The graph in Figs. 6 and 7 represents the security, where the represented vulnerabilities’ operational risks, is constructed with the same logic of the ones in Figs. 4 and 5, so the explanation is the same, but the size of bugs represents the number of vulnerabilities, instead of bugs. Figure 6 represents the security in the first analysis and Fig. 7 in the last one. In the last analysis, it’s possible to see that there are no files with vulnerabilities, which is great.

Then, the maintainability represents the code smells’ long-term risks, so the size of the bubbles represents the number of code smells. Figure 8 represents the maintainability in the first analysis and Fig. 9 in the last. It can be observed, through Fig. 9 that the technical debt improved, as well as the number of green bubbles.

In a general way, in Fig. 10 can be observed all the history of the number of issues, from April 12 to June 28.

Fig. 10
figure 10

Results history

The chart in Fig. 10 shows that the number of issues was either dropping or remaining constant, meaning that no new issues were ever added to the code once the solution had been implemented.

Through the results, it is possible to say that, with the implementation of the solution, the number of issues in the software has improved, and it is now much better compared with the results of the analysis. In this way, it is feasible to determine that all the objectives for this dissertation have been achieved. It is possible to emphasize that the support solution has contributed to the creation and maintenance of high-quality because there are now fewer issues compared to the initial analysis, because of the implementation of the support solution.

8 Conclusion

To make the development and maintenance of high-quality software easier, this study offers an in-depth overview of how to perform continuous inspection of software quality in an automobile project. For this, a support solution was implemented and any issues that already exist were manually fixed. The results indicate that both the support solution and the overall approach effectively contributed to achieving the major goal. Following implementation, developers are now unable to deliver software with issues, with the team successfully resolving 66.7% of initially identified issues through manual intervention.

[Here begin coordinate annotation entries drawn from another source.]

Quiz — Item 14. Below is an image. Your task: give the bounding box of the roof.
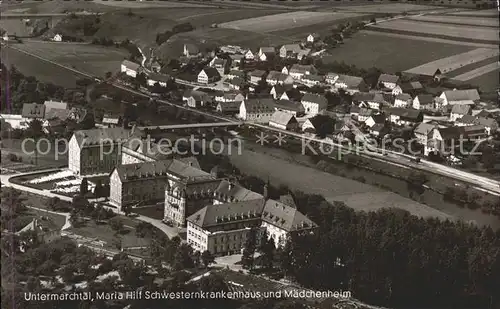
[269,111,297,126]
[187,199,317,232]
[415,94,434,105]
[248,70,266,77]
[116,159,214,182]
[388,107,422,120]
[184,43,200,54]
[378,73,399,83]
[200,68,220,78]
[243,98,274,113]
[443,89,479,101]
[301,93,328,109]
[451,105,470,115]
[413,122,436,135]
[21,103,45,118]
[396,93,411,101]
[148,72,171,82]
[215,180,263,202]
[275,100,305,113]
[335,75,364,88]
[122,60,141,71]
[73,127,143,146]
[288,64,317,74]
[262,200,317,232]
[43,100,68,113]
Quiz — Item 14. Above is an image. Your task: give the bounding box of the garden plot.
[405,48,500,75]
[408,15,498,27]
[219,11,363,32]
[370,19,499,42]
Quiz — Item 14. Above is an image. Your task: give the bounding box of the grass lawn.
[11,40,128,76]
[323,32,474,73]
[1,45,83,88]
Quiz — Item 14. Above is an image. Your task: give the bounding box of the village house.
[364,113,387,128]
[208,56,230,76]
[327,73,369,94]
[52,33,62,42]
[306,33,320,43]
[257,47,276,61]
[413,94,435,110]
[146,73,172,87]
[413,122,436,145]
[238,98,275,123]
[120,60,141,78]
[187,198,317,256]
[226,70,246,79]
[182,44,200,58]
[248,70,266,85]
[21,103,46,119]
[68,127,143,175]
[450,105,471,122]
[215,91,245,103]
[244,49,255,60]
[186,90,212,108]
[358,107,374,123]
[96,114,122,128]
[394,93,413,108]
[269,111,299,131]
[439,89,479,106]
[301,93,328,115]
[279,44,311,60]
[275,100,305,117]
[289,64,318,80]
[215,101,242,115]
[266,71,293,86]
[387,107,424,126]
[302,74,324,87]
[352,92,389,110]
[198,68,220,85]
[377,74,399,90]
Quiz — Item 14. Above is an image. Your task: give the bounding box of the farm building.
[269,111,299,131]
[439,89,479,106]
[120,60,141,78]
[21,103,46,119]
[197,68,220,84]
[238,99,275,123]
[301,93,328,115]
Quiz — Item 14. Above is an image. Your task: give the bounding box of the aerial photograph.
[0,0,500,309]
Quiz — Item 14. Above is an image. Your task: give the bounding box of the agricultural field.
[338,3,436,13]
[219,11,362,32]
[7,40,128,76]
[323,31,476,73]
[406,48,500,75]
[406,15,498,28]
[369,19,499,43]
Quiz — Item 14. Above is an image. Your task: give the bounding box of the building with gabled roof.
[238,98,275,123]
[439,89,480,106]
[187,198,317,255]
[68,127,144,175]
[269,111,299,131]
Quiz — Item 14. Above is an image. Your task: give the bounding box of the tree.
[109,217,124,233]
[201,250,215,268]
[80,177,89,196]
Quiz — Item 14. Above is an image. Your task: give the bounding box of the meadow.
[369,19,499,43]
[406,48,500,74]
[219,11,362,32]
[323,31,475,73]
[407,15,498,28]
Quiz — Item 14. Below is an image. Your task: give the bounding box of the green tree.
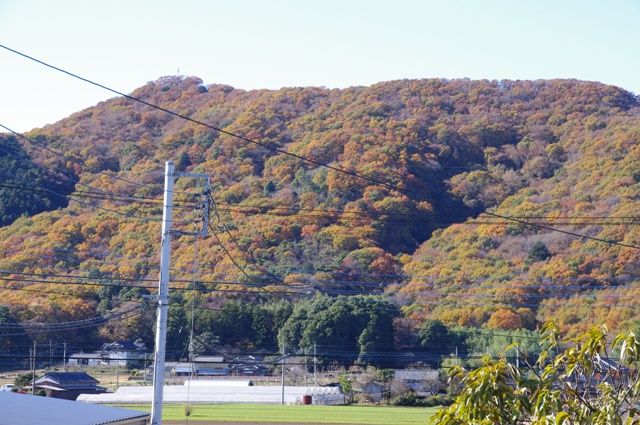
[527,241,551,263]
[432,324,640,425]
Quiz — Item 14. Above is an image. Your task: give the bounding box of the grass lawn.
[115,404,438,425]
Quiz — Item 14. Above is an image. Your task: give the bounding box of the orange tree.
[431,324,640,425]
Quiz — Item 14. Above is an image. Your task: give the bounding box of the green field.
[120,404,438,425]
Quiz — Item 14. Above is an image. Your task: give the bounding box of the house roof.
[102,341,143,351]
[194,356,224,363]
[36,372,98,386]
[0,391,149,425]
[69,353,100,359]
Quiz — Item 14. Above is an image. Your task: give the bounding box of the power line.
[0,44,406,193]
[482,211,640,249]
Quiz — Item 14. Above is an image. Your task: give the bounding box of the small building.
[68,340,147,368]
[362,381,384,403]
[100,340,147,367]
[393,369,441,396]
[193,356,230,376]
[0,392,150,425]
[35,372,106,400]
[229,356,267,376]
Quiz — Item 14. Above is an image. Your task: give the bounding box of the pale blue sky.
[0,0,640,131]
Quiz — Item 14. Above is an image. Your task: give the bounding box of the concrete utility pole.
[31,341,36,395]
[313,342,318,387]
[280,345,287,406]
[151,161,175,425]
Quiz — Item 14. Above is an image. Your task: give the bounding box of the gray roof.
[394,369,439,381]
[0,391,149,425]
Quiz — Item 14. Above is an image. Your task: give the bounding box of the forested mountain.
[0,77,640,350]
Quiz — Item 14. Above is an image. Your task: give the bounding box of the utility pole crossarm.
[151,161,211,425]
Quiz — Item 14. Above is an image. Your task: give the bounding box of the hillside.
[0,77,640,350]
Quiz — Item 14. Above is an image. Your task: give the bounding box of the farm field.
[119,404,438,425]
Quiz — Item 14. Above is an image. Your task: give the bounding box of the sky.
[0,0,640,131]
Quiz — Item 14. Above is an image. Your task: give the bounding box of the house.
[393,369,441,396]
[100,340,147,367]
[34,372,106,400]
[67,340,147,368]
[0,392,149,425]
[362,381,385,403]
[229,356,267,376]
[67,352,102,366]
[193,356,230,376]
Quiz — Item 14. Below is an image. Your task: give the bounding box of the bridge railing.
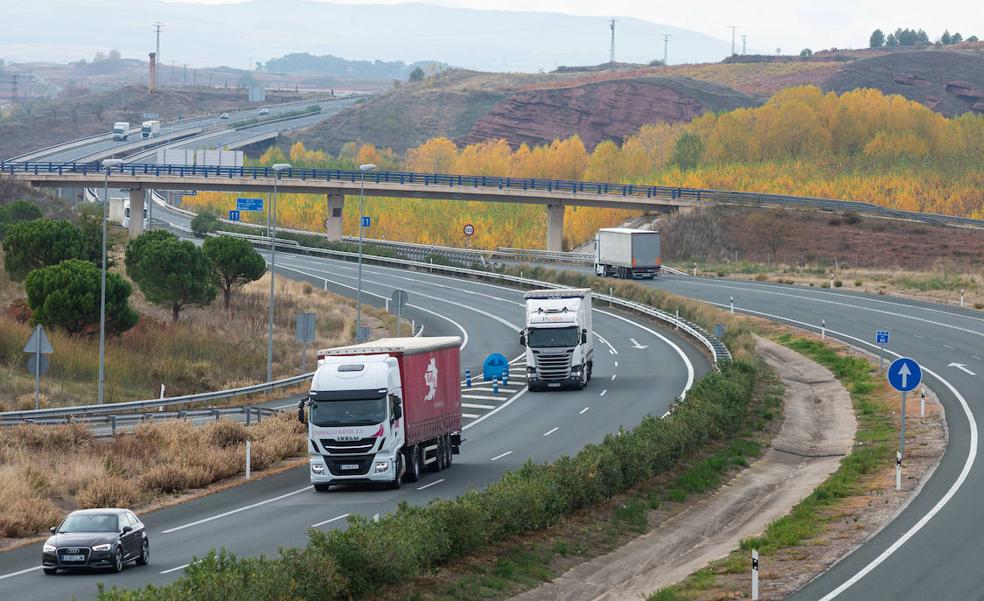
[0,161,984,228]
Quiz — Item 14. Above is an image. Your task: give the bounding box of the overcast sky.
[172,0,984,53]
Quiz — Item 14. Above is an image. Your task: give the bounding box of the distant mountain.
[0,0,730,72]
[263,52,447,79]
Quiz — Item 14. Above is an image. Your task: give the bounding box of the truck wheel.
[404,445,421,482]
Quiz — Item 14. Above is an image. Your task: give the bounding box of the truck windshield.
[311,397,386,427]
[526,327,578,348]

Saying that the ideal situation is to resolve every issue is impractical since the team would have to put development on hold for a certain period of time, which is not expected to occur. In this way, while not all the problems were resolved, a significant number of them were within the aim of this work. In general, there was no rise in the number of issues in the repository following the adoption of the solution, and it is evident that the number of issues has decreased, as it’s possible to see through the results, and it is really advantageous for the team, the product, and the company. Additionally, it is now (after this implementation) possible to observe an improvement in the way that all team members produce cleaner code, use best practices, and pay attention to any potential issue they may be entering in the software that they are producing.

In sum, since the requirements and objectives were accomplished and the results are promising, it can be said that this work adds in theory and in practice to the CI/CD area, and the knowledge created during the dissertation was helpful, contributing with a solution capable to provide continuous inspection of the software quality, in an automotive project. However, there is always room for improvement, so in addition to fixing the current issues, we will also apply this solution to other projects, develop new, targeted rules and best practices, and create a dashboard with more comprehensive and practical visuals to help with decision-making.